Re: [Neo4j] LOAD CSV creates nodes but does not set properties

Paul Damian Mon, 23 Jun 2014 02:03:08 -0700

Hey, 
I'm trying to run a command to find out 10 clients and the companies they 
work for. I've used a query like this:
match (c: Client)-[WORKS_FOR]->(co: Company)  return c, co limit 10
However, it keeps returning Java heap space error.
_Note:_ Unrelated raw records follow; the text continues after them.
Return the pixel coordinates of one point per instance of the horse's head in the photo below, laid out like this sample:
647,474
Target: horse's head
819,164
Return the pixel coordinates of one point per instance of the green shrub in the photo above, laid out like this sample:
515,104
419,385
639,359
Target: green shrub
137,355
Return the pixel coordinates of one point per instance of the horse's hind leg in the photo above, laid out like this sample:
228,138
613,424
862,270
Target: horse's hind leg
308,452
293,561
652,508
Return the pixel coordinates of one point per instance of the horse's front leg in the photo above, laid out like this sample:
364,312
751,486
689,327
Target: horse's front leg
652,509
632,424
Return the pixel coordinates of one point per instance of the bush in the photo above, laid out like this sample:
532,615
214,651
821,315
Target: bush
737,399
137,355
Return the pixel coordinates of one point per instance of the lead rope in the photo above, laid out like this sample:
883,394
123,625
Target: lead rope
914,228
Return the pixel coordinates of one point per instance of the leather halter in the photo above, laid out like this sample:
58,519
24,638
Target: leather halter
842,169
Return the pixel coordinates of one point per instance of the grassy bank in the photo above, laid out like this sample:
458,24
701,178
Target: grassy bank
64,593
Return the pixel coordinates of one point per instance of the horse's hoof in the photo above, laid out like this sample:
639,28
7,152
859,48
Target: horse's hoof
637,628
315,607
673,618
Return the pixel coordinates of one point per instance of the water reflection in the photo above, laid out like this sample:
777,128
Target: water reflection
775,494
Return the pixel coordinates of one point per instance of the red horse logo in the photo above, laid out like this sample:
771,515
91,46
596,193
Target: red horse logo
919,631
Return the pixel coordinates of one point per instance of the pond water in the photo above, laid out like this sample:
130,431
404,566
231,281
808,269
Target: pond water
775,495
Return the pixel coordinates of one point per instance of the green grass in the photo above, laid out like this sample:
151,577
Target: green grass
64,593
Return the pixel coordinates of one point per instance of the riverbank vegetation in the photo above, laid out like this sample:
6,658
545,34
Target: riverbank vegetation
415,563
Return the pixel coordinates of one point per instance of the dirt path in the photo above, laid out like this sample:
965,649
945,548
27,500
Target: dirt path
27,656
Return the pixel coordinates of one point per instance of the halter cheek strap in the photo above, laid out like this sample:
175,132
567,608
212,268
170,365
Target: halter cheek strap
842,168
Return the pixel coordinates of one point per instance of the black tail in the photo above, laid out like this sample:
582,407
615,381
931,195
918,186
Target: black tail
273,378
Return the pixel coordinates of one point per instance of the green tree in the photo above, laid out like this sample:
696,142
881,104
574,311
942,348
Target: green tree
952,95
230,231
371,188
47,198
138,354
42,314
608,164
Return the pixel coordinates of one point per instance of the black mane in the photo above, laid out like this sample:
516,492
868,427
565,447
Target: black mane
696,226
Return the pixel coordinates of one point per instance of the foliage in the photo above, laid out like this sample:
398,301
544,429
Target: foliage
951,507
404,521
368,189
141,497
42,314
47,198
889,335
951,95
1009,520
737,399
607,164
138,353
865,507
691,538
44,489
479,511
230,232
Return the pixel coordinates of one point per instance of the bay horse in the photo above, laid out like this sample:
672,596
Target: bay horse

Neo4j is installed on a 
vm with windows server 2012R2 Intel Xeon @ 2.27 GHz and 8 GB of RAM. The 
graph db has over 30 GB (which is also weird since the SQL database that 
was used to populate the graph only has 13 GB). What can I do to improve 
the query performance beside adding indexes?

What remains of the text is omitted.